Technology – This might seem like a strange one to put, but I am actually a little bit scared by technology. Specifically I’m scared of 2 things: 1) whether I have the time and skills to make the best use out of it. 2) whether the whole thing might actually wreck my trip. Let me explain.
The fact that you are reading this is because of amazing advances in technology over recent years. That I can connect with so many people and tell you how I’m feeling in almost real time is just incredible and obviously has many advantages. It’s also going to be fundamental to the success of this blog, how much it gets read, and how much money it can raise for Guy’s Trust. Further, the prospect of launching Dromomaniacs from the road would have just been completely impossible only a few years ago.
However, the thought of harnessing the power of technology scares me. Firstly, I’m scared that I won’t have the skills to use it correctly. I only got a smartphone last month and it’s been a steep learning curve. The myriad of options (or apps) for improving your photos, enhancing your battery life, translating words and sharing on social media is quite mind-boggling. Why do there have to be so many options? Take social media for one. To really promote your blog it seems that you need to be active not just on facebook, but also twitter, pinterest, Google+ instagram, Flickr, etc. etc. This goes for promoting Dromomaniacs too. I’m confident that I can produce good material, but I’m scared that I won’t be able to get it to enough people for it to achieve what I want (raise lots of money for Guys Trust and build a solid online membership base for Dromomaniacs)

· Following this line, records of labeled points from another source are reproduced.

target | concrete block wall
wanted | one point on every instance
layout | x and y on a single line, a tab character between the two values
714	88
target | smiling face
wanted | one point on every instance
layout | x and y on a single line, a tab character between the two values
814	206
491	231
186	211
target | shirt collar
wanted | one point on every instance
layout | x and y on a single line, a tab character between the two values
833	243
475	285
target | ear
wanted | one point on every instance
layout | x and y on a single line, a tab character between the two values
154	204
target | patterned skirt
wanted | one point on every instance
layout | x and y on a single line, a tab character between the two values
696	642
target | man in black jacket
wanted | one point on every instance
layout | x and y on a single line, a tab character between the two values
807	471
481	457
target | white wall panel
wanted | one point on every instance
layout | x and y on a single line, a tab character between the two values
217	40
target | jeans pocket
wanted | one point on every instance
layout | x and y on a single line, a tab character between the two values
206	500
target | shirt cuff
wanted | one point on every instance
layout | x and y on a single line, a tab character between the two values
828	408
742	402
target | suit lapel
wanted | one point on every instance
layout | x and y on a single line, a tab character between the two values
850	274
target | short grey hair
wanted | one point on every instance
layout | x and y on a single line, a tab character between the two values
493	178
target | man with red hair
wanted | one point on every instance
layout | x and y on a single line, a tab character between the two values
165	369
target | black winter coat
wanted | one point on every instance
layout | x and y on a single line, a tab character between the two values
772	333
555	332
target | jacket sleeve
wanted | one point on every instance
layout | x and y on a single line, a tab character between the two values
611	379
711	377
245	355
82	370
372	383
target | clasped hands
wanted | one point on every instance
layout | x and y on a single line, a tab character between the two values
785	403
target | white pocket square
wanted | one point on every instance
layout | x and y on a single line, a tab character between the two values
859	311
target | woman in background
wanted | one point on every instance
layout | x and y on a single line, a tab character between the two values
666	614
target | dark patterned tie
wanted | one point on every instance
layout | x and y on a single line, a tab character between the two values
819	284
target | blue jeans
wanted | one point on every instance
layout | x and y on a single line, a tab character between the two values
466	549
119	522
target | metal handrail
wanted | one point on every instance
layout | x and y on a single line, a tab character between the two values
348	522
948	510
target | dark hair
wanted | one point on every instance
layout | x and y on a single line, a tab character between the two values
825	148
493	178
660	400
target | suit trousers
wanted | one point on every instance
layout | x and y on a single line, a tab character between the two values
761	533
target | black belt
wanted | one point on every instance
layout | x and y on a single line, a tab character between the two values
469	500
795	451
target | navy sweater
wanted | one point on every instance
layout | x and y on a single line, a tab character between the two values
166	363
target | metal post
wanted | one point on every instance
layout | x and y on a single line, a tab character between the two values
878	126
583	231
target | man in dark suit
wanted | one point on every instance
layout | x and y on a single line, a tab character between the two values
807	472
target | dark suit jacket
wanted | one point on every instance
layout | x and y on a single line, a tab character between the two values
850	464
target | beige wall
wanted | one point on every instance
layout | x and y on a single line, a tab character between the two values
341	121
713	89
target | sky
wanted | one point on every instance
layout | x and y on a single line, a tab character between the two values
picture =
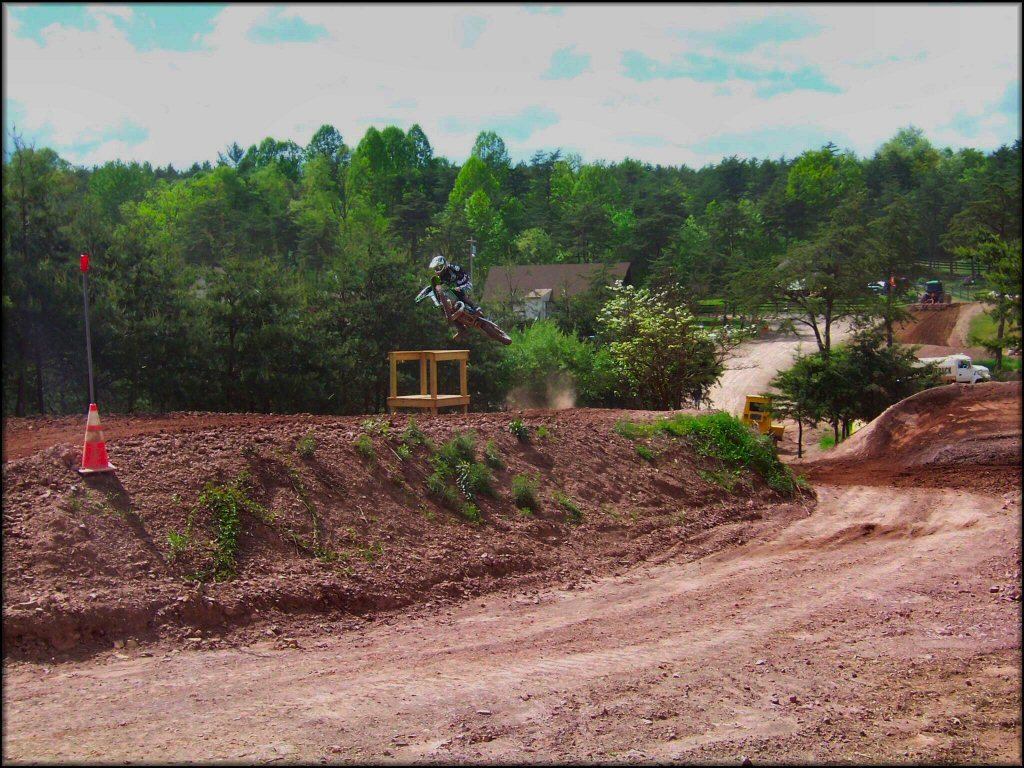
668	84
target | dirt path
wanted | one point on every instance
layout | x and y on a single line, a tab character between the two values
756	363
867	632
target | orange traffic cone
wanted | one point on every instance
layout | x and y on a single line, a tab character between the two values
94	455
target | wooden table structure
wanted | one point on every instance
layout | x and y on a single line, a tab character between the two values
428	396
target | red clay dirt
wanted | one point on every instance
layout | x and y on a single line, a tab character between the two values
876	620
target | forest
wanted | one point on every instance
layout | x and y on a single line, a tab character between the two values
279	279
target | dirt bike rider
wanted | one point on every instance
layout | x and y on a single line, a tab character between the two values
458	280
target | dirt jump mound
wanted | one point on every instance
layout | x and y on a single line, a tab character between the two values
960	435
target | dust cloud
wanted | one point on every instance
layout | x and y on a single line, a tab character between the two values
558	394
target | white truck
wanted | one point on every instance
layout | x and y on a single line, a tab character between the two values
958	369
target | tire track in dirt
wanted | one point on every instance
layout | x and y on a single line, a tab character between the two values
718	638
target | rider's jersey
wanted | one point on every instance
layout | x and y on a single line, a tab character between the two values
456	276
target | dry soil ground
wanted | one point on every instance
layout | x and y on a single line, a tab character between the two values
875	621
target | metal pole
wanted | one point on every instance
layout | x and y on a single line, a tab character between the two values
85	300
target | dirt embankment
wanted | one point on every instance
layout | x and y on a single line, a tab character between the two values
961	435
941	332
679	624
89	561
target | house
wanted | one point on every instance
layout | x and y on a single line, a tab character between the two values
531	289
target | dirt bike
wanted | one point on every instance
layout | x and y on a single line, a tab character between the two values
457	313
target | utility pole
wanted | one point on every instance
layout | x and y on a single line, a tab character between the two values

I think more than not being able to use technology correctly though, the thing that really scares me is the time that it might take to get the most out of it. I spoke to a well known travel blogger about building their blog following and they recommended 4 hours a day just on promoting the blog. Actions would involve commenting on others blog posts, joining twitter conversations etc. etc. Well, I’m just not sure I actually want to do that whilst I’m travelling. I don’t want to be fiddling around on my iPhone or laptop all the time instead of actually experiencing things.
It’s not long ago that I’d have been writing letters home, sending the odd postcard and showing printed photos upon my return. I think there was actually a certain romance to that – of not being connected all the time, of having a new story to tell when you come back., of not having to worry about sharing an experience instantaneously and just enjoying it for what it is. I remember reading some advice from the acclaimed travel writer Paul Theroux who said that one of his 10 rules for travel was ‘not to take a phone’. I just hope that I can find a happy compromise between having meaningful experiences and still achieving my online goals with the blog and Dromomaniacs.
In general I think that these fears are heightened more before you start as opposed to when you are actually on the road. Thinking about anything to much as opposed to ‘doing’ always seems to be more stressful. There was a nice phrase which Michael Palin used in his forward for Dromomaniacs: ‘to see the world for yourself is to fear it less and to understand it more ‘. I’m hoping that this will prove true as I continue on this journey.